El faro del fin del mundo / Jacinto Antón
Llegué a Formentera, tras la larga travesía de costumbre y la lectura ritual de amplios pasajes del Lord Jim de Conrad a bordo del ferry Ciudad de Barcelona de Transmed, cargado de propósitos y anhelo de aventuras (“multiplicábanse en su mente las ideas de grandes hazañas: sentíase enamorado de ellas y le encantaba el feliz éxito que acompañaba a sus imaginarias proezas; eran lo mejor de su vida, su verdad secreta, su escondida realidad”). Me pareció un buen presagio encontrarme ya en el barco una sirena: una pequeña figura mecánica de una ondina rubia de ojos azules y escamas doradas que al darle cuerda movía arriba y abajo la cola y que me miraba tentadora desde el parador de la tienda de regalos del ferry.
Nada más arribar a mi cuartel general en la playa de Migjorn me puse a releer, bajo las palmas de la techumbre del Pelayo, La isla misteriosa, de Julio Verne, pues me había propuesto trazar las semejanzas entre la novela y mi experiencia de Formentera. Estaba yo tan ricamente en mi lectura, con el globo de los protagonistas desinflándose en medio de una tormenta, cuando los acontecimientos de la realidad empezaron a imponerse a los de la literatura.
De entrada la tempestad de la novela parecía trasladarse a Formentera. Estábamos en alerta por la llegada de un frente que traería, se advertía, vientos huracanados, lluvias copiosas y olas de dos metros. Cuando aún hay barcos varados de la dana del pasado agosto, la advertencia no podía tomarse a la ligera.
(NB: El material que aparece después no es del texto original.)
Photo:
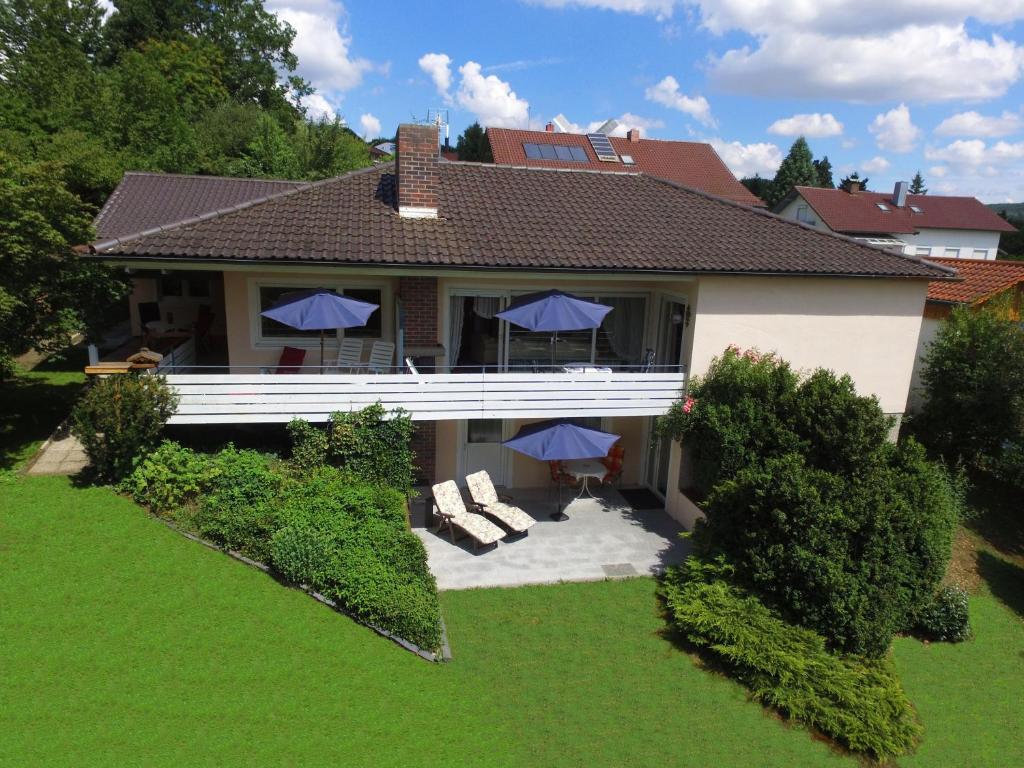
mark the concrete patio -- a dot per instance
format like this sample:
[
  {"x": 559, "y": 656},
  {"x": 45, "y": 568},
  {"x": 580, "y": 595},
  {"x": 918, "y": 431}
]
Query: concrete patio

Todo el jueves había sido un prepararnos para el temporal. Se suspendieron las fiestas de Sant Jaume y gente deambulaba por la isla mirando el cielo y esperando lo peor. Desde el Pelayo, un puñado de personas observábamos fascinados y sobrecogidos cómo las olas crecían y en todo lo que abarcaba la vista el mundo se convertía en un gran tapiz oscuro y amenazador. Y entonces se produjo una de esas imágenes que se te graban en el alma con la fuerza de una leyenda: una chica salida de no se sabe dónde se zambulló desnuda en el mar alborotado.
Pero si la tempestad, que acabó resolviéndose en gatillazo celeste, se cernía sobre nosotros, el verdadero desasosiego me ha llegado en la isla en forma de perro
Se trata de un Jack Russell terrier blanco y tostado que responde al tan luctuoso actualmente nombre de Ozzy y que el destino aciago ha convertido en mi vecino en las casitas de Es Pinars. Fue justo llegar con nuestro gato Charly y encontrarnos que el chucho se había enseñoreado de todo el territorio. Sus dueños, gente por lo demás muy agradable, nos informaron enseguida del carácter cazador del can y su predisposición natural -animalito- a perseguir a los gatos. Nos dieron como cosa hecha que teníamos un problema (evidentemente con todas las de perder Charly, de temperamento tan soñador y pusilánime como su dueño), aunque accedieron a debatir qué se podría hacer para mitigarlo. Es dificil llevar con educación un conflicto en el que la otra parte se puede comer a la tuya, pero sacamos adelante unas negociaciones tipo Ucrania-Rusia en las que Charly y yo cedimos mucho.
Se estableció una línea divisoria que Ozzy no debía cruzar y que yo bauticé con hondo sentido de la historia como Checkpoint Charlie. Pero al cabo de un rato ya teníamos al avispado terrier en nuestro porche, calentando como un púgil. Total que Charlie solo sale en las escasas horas pactadas de reclusión o ausencia del perro hiperactivo (“ahora nos vamos, podéis sacar a vuestro gato”), mayormente de noche y siempre bajo estricta vigilancia (mía), de forma que estoy adoptando una vida vampírica y así no hay quien se ponga moreno. Como suelo hacer, he tratado de encontrar consejo, y si no consuelo, en los libros. En The interpretation of cats, and their owners (Penguin, 2024), el veterinario francés Claude Béata explica cómo funciona la mente de un gato. Leemos el libro juntos Charly y yo en nuestras horas de confinamiento, a menudo los dos debajo de la cama, y descubrimos las patologías a las que nos puede llevar esta situación. Nos ha interesado el caso de un gato abisinio que sufría un caso disociativo que lo convirtió en un verdadero Mister Hyde capaz de sembrar el pánico, incluso entre los perros. Dejaremos el libro a mano de los vecinos y de Ozzy. Mientras tanto, como dijo Colette, el tiempo pasado con un gato nunca es tiempo perdido. Ni siquiera en Formentera.